L’idée, c’est de t’habituer à enchaîner les exercices de force et de cardio sans coupure, tout en gardant une exécution propre, même quand tu es fatigué. Dans ce cadre, t’entraîner dans un club de sport proposant des cours d’hyrox peut vraiment t’aider. Tu travailles directement dans les bons formats, avec le bon matos, et surtout dans la logique de l’épreuve. Pas besoin de deviner ou d’improviser, tu avances droit au but.
Construis un plan simple, progressif et rythmé
Tu n’as pas besoin de t’entraîner tous les jours pour avancer. Ce qui compte, c’est de bien organiser tes séances. Trois ou quatre fois par semaine, si tu es régulier, ça suffit largement.
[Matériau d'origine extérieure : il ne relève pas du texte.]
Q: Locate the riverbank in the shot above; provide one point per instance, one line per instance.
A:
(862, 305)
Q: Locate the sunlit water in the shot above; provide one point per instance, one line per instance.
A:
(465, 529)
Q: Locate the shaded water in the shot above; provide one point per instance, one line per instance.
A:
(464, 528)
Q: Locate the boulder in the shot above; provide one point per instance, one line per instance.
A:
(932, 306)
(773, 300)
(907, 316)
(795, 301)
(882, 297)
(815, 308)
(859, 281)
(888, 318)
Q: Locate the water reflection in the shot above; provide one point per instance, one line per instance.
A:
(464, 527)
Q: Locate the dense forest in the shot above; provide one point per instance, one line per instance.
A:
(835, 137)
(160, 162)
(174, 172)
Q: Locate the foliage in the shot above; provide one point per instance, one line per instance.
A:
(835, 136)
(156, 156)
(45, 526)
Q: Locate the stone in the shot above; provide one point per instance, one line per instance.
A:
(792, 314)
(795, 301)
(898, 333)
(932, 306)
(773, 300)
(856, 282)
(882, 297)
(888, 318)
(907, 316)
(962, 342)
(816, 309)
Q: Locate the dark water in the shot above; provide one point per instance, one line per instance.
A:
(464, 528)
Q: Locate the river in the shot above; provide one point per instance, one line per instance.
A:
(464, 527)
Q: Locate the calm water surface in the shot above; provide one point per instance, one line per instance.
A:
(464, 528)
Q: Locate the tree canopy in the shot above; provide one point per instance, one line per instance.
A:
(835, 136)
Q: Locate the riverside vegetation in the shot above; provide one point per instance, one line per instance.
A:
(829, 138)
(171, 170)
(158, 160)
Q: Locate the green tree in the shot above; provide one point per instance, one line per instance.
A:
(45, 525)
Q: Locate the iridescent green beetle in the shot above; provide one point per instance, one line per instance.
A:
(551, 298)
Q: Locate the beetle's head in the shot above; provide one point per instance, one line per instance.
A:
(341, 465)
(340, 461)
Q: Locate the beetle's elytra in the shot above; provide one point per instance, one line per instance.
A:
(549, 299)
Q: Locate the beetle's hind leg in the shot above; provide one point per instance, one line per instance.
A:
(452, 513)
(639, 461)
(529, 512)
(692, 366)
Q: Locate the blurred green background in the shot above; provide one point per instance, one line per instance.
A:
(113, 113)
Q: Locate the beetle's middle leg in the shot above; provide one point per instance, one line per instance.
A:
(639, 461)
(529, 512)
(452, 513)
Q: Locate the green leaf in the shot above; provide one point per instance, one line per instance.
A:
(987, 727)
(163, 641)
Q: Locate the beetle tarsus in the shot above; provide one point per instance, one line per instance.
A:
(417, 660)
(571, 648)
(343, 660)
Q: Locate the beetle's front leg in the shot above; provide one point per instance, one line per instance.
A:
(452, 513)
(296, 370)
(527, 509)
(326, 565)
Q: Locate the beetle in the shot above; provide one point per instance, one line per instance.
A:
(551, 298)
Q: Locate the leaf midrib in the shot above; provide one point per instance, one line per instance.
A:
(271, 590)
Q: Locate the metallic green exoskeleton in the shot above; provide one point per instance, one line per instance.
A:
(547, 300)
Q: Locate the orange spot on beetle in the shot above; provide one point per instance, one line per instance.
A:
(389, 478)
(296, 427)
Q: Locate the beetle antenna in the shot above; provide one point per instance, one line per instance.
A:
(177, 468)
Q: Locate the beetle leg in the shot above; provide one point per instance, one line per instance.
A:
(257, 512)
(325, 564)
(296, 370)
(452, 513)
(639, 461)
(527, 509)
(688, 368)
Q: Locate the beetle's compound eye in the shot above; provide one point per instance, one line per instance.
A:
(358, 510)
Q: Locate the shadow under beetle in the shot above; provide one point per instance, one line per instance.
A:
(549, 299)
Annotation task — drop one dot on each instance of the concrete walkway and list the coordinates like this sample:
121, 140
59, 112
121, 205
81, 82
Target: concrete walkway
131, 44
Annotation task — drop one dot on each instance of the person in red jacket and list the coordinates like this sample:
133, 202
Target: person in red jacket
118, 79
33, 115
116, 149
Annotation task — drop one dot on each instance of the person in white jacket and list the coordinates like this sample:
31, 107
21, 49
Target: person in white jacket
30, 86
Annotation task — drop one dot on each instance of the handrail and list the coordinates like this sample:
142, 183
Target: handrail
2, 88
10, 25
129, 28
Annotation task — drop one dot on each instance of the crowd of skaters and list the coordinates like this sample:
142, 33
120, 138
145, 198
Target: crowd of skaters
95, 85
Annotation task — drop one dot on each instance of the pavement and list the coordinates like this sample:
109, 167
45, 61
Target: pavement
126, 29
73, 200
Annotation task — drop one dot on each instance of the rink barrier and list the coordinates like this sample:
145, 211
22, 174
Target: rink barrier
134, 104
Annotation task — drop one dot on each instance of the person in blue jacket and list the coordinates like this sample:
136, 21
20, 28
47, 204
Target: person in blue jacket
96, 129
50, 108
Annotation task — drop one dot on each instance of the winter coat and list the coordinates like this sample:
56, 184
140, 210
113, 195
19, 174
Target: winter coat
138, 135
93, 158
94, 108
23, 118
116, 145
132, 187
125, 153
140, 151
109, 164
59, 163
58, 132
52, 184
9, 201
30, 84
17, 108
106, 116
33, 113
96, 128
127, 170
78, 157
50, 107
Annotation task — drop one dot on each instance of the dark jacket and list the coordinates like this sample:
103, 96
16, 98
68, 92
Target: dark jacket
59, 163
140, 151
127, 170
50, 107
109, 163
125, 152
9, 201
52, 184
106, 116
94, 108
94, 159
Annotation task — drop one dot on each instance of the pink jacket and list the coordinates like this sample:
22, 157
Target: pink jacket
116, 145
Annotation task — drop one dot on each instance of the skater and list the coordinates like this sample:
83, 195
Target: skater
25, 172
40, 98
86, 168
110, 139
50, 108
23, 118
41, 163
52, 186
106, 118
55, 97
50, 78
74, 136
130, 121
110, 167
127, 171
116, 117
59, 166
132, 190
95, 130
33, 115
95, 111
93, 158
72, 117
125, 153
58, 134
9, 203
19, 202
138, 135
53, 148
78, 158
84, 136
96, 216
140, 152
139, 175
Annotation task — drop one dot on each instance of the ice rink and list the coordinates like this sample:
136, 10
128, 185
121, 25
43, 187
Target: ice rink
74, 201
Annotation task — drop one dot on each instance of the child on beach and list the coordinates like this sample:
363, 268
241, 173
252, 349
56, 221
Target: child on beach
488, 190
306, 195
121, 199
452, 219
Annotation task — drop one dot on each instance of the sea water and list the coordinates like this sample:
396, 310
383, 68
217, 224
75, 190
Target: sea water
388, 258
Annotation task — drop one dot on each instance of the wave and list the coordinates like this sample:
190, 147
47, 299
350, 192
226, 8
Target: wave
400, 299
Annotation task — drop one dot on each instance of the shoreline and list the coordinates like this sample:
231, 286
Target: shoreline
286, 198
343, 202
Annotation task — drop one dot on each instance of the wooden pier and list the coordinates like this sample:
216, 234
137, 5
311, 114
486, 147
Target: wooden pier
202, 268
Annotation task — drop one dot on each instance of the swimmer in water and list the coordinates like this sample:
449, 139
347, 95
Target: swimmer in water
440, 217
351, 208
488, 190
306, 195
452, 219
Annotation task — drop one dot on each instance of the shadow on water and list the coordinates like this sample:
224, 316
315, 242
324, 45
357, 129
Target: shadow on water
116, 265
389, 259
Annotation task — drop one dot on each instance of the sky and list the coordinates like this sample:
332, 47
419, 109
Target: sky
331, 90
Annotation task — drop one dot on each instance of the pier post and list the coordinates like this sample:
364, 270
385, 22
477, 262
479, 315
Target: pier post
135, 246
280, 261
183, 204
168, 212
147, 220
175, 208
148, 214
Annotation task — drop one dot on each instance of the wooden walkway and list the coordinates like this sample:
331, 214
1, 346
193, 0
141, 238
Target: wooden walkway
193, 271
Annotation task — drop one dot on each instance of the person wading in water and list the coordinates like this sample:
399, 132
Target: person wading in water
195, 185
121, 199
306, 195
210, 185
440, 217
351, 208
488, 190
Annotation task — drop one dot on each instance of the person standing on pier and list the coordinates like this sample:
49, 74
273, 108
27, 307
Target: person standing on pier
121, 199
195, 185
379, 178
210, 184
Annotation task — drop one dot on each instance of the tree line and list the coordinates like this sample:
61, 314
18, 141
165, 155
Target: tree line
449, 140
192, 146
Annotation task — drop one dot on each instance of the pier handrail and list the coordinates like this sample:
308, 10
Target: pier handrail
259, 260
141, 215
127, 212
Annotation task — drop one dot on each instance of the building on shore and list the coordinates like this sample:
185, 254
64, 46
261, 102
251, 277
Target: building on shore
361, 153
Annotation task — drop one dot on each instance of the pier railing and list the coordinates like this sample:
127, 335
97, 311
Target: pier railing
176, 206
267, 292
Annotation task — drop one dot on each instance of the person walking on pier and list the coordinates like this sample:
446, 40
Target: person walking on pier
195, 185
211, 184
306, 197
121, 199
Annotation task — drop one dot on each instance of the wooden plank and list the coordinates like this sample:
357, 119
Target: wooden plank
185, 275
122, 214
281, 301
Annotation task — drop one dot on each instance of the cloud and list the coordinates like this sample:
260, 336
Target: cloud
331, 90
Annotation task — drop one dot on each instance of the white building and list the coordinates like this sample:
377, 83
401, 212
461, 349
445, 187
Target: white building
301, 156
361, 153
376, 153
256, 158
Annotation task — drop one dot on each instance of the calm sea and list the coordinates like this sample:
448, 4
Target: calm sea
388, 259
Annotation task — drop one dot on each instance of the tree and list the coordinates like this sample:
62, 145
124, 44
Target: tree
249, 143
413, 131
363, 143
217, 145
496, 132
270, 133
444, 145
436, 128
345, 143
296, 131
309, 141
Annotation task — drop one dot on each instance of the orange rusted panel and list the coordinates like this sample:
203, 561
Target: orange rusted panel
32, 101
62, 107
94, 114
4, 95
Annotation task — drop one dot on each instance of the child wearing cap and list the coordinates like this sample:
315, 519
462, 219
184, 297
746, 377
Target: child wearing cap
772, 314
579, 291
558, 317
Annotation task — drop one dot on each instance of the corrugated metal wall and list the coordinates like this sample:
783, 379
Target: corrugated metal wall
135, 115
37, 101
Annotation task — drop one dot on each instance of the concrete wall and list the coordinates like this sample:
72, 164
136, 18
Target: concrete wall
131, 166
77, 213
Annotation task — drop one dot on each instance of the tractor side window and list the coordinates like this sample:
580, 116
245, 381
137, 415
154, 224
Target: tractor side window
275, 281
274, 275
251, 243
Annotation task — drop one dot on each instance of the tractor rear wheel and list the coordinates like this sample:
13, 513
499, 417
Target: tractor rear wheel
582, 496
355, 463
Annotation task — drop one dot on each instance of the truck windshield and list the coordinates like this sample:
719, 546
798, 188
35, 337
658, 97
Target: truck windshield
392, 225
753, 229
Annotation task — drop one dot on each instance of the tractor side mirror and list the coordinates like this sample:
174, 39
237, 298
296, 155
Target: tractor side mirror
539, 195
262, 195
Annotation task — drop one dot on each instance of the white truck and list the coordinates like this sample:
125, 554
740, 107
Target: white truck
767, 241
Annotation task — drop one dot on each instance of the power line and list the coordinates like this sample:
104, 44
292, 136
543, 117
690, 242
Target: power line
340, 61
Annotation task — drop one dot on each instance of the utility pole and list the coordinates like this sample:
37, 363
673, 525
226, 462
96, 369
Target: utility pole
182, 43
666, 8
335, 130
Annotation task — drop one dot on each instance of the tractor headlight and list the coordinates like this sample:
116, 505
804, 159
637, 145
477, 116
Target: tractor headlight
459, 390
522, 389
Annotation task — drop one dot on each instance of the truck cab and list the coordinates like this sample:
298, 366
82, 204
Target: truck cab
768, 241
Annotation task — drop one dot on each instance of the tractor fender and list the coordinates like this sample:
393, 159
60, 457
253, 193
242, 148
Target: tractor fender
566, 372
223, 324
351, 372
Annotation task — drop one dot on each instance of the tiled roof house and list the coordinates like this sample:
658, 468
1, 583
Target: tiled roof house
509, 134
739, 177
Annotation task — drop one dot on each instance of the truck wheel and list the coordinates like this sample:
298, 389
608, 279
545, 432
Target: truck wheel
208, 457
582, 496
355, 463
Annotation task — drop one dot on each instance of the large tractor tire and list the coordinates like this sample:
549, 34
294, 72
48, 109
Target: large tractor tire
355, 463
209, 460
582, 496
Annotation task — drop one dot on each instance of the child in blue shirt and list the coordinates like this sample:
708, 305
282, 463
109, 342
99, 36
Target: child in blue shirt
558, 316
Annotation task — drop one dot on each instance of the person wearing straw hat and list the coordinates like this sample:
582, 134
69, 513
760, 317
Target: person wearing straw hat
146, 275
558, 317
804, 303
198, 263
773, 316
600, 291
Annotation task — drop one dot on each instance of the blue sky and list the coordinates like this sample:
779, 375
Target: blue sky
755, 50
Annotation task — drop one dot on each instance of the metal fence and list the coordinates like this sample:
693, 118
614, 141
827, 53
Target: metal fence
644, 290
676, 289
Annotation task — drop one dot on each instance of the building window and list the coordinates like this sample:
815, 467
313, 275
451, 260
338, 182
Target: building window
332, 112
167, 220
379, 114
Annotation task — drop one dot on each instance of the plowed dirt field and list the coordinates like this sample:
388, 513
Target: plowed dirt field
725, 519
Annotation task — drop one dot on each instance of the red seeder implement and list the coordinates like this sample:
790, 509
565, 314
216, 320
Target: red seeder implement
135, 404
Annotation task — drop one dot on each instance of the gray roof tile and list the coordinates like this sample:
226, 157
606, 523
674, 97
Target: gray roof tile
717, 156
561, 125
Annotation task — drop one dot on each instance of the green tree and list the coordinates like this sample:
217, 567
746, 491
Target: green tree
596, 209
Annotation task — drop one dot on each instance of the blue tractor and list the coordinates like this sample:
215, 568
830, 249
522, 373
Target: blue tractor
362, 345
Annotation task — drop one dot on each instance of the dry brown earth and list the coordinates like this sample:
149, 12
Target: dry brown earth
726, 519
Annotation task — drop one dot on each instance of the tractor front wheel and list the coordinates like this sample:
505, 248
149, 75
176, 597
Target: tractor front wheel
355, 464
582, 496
Voici une base solide pour un cycle de 6 à 8 semaines :
- Une séance « course seule » : 6 à 8 km à allure modérée ;
- Une séance mixte : course + 2 ou 3 exercices fonctionnels enchaînés ;
- Une séance axée sur la force (traîneau, marche du fermier, fentes avec charge) ;
- Optionnel : un travail technique sur les mouvements à points faibles.
Garde une journée off complète et une autre pour un effort plus léger (marche rapide, mobilité, natation…). Ta progression dépend autant de l’effort que de la récupération. Dès la quatrième semaine, commence à inclure des mini-simulations (2 ou 3 blocs Hyrox à la suite) pour habituer ton corps à la transition.
Ne tombe pas dans les pièges classiques

Beaucoup ont tendance à en faire trop, trop vite. Ils enchaînent les séances intenses sans jamais lever le pied, pensant que c’est la seule façon d’avancer. Sauf qu’à ce rythme-là, la fatigue s’installe, les progrès s’arrêtent, et la motivation finit par lâcher. Ton corps ne se renforce pas en étant constamment à bout. Il a besoin que tu doses l’effort, que tu alternes les rythmes. C’est dans cet équilibre que ta progression se construit.
Un autre piège qu’on voit souvent, c’est de laisser ta technique se dégrader. Enchaîner 50 fentes avec une mauvaise posture, surtout sous charge, c’est le meilleur moyen de te retrouver avec une tendinite ou un blocage au niveau du psoas. Pendant ton entraînement, prends toujours le temps de vérifier tes mouvements. Même quand la fatigue s’installe, reste précis : c’est là que la qualité d’exécution compte le plus.
Enfin, n’essaie pas de « courir ton Hyrox » comme un 10 km. Tu dois apprendre à gérer ton allure, respirer entre les efforts, trouver un rythme constant. Ceux qui partent trop vite explosent avant le cinquième kilomètre. Assure-toi d’avoir encore de l’énergie pour les sauts muraux, car ce sont eux qui t’achèveront à la fin du circuit.
Préparer un Hyrox, c’est user ton corps. Si tu ne sais pas le régénerer, tu vas vite plafonner, ou pire, te blesser.
La récupération, ce n’est pas juste « ne pas t’entraîner ».

C’est une phase active, à prendre au sérieux. Quelques règles simples :
- Assure-toi de bien manger après chaque entraînement en consommant des glucides et des protéines ;
- Bois avant d’avoir soif, pendant et après l’effort ;
- Dors au minimum 7 heures, pas d’écran juste avant ;
- Fais des automassages (avec le foam roller, une balle) ou des étirements dynamiques.
Ajoute une semaine de relâchement tous les 4 à 5 semaines, où tu réduis le volume de moitié. Ce n’est pas perdre du temps, c’est laisser ton corps assimiler le travail.
Tu n’as pas besoin de vouloir tout contrôler pour bien préparer un Hyrox. Ce qu’il te faut, c’est de la rigueur, un plan réaliste, et l’humilité de respecter les phases de récupération. Tu ne seras jamais à l’aise pendant la course, mais tu peux apprendre à rester lucide dans l’effort.